Demons and Spirits Yesterday and Today
Spirits, demons, shadows around the corner, all sorts of otherworldly entities… I used to be absolutely certain: they can’t stand electronics, and electricity itself is like garlic to vampires. I remember a cable burning out in my stairwell—sparks, smoke, the smell of burnt rubber. The neighbors were complaining, but I knew: it’s the demons messing around, they’re sickened by wires! And photographic film? Oh, you could capture things on it that would keep you up at night—blurred silhouettes, strange glares, faces where they shouldn’t be. But time passed, quietly, like a shadow on the wall. Electronics crept into our lives, became a part of us—like hands, like breathing. And then, a miracle: the tech no longer smokes, the wires don’t melt, the demons have quieted down, as if they’ve resigned themselves.
And what about film? It’s been replaced by cameras with their artificial intelligence. Now everything is smooth, everything is polished—AI smears the magic into sterile gloss, adjusts the shadows, removes the excess. And where are those blurred entities now? The magic is gone, burned away by algorithms. And so I wonder: how did this happen? Before, we couldn’t use this—spirits were repelled by the mere sight of a socket. But now, when electricity is in every pocket, are we using their world? Has our reality, our daily life rewritten the rules of their existence? Or have they adapted themselves to avoid disappearing?

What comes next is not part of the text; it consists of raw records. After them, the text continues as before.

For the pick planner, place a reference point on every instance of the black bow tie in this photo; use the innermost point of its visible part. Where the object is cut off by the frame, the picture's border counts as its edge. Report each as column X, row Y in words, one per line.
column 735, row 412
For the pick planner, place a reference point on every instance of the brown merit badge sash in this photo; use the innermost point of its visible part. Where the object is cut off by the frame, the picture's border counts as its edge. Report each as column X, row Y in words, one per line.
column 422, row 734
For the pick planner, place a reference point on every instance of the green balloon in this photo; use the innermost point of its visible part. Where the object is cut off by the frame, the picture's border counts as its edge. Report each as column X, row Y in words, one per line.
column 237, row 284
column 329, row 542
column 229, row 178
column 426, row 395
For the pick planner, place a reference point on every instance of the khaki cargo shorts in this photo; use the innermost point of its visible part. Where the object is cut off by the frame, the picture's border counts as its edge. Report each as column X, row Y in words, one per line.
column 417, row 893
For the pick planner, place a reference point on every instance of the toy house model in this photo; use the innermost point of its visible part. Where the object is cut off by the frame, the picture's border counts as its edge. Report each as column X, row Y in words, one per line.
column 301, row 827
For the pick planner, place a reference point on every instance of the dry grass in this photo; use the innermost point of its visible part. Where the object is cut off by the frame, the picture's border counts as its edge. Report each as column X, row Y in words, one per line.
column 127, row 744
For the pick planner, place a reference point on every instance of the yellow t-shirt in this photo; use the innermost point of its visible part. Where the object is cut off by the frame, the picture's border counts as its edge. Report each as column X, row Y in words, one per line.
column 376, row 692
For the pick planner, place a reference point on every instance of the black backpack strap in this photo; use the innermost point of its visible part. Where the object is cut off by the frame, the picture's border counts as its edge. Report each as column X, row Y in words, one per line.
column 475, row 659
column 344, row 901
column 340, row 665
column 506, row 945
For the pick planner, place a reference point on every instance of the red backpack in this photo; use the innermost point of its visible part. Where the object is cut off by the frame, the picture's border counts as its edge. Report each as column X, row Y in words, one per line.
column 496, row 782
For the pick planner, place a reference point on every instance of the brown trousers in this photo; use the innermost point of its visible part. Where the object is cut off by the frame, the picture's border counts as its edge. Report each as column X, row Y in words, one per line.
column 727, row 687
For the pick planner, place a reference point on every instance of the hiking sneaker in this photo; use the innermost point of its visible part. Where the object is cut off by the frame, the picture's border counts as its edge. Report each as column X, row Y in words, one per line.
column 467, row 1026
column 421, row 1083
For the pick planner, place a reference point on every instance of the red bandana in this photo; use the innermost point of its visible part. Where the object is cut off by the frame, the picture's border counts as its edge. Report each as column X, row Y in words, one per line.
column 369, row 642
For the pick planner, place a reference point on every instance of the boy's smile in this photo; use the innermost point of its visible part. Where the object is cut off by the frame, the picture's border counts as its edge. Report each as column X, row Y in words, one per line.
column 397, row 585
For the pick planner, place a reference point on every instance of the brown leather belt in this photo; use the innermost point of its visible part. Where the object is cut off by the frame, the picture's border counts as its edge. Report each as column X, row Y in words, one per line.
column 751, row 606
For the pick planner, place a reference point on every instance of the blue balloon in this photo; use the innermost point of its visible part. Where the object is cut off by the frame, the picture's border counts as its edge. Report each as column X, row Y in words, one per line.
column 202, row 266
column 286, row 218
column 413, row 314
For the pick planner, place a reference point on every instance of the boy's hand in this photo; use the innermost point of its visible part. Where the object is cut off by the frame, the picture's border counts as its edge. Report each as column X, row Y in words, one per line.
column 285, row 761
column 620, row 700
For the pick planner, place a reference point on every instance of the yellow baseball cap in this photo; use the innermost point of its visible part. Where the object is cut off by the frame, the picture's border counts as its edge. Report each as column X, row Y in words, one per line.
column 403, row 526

That’s why I look beyond the usual frameworks. Does consciousness determine being? Not exactly. The example with electricity screams the opposite—first they hated it, and now they’re silent. But being doesn’t entirely shape consciousness either—after all, it’s our consciousness, our will that forced the spirits to bend under wires and microchips. Or maybe they tricked us, pretending to be meek? The circle closes, and it turns out that the only thing we know for sure is that we know nothing. And the deeper you dig, the thicker the darkness becomes.